Une bataille politique sur la régulation des prédateurs
La Roumanie et la Slovaquie mènent depuis lundi une offensive au sein de l’Union européenne pour réduire le niveau de protection des ours bruns. Cinq pays européens au total demandent de faciliter la régulation de ces animaux, présentés comme des « superprédateurs » menaçant les populations et le bétail des zones rurales.
Ce dossier, hautement sensible, cristallise un conflit classique : d’un côté, les écologistes et les tenants de la protection inconditionnelle de la faune sauvage ; de l’autre, les agriculteurs, les éleveurs et les communautés locales pour qui ces prédateurs représentent une menace concrète et quotidienne.
La France prise entre deux feux
La situation française illustre parfaitement cette tension. Avec environ 90 ours présents dans les Pyrénées, l’Hexagone n’a pas encore pris position sur cette question inflammable. Les divergences entre les ministères français témoignent du malaise : aucune ligne claire n’émerge entre les priorités environnementales et les réalités du terrain.
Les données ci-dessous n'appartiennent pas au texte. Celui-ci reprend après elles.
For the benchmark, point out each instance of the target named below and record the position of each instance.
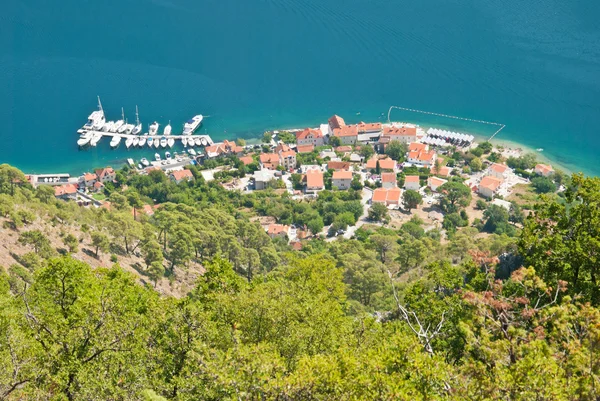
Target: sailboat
(138, 126)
Cette indécision est révélatrice d’une gouvernance paralysée par le politiquement correct bruxellois. Pendant ce temps, les bergers et agriculteurs pyrénéens doivent gérer des troupeaux menacés et des risques accrus de conflits avec une faune devenue de plus en plus aggressive.
Une bataille d’équilibre et de souveraineté
L’enjeu dépasse la simple question écologique. Il s’agit de savoir qui décide vraiment en Europe : les technos de Bruxelles appliquant des règles uniformes sans tenir compte des réalités régionales, ou les États et les territoires qui vivent au quotidien avec les conséquences de ces politiques ?
Les zones rurales aquitaines, gardiennes de traditions ancestrales d’élevage et d’agriculture, connaissent bien ce dilemme. La proximité et l’écoute des populations locales doivent primer sur les dogmes écologistes imposés d’en haut.
L’offensive roumaine et slovaque ouvre une brèche. Elle rappelle que la protection de la nature, c’est aussi la protection des hommes qui vivent de cette terre. La France doit cesser de tergiverser et défendre clairement les intérêts de ses agriculteurs et de ses habitants.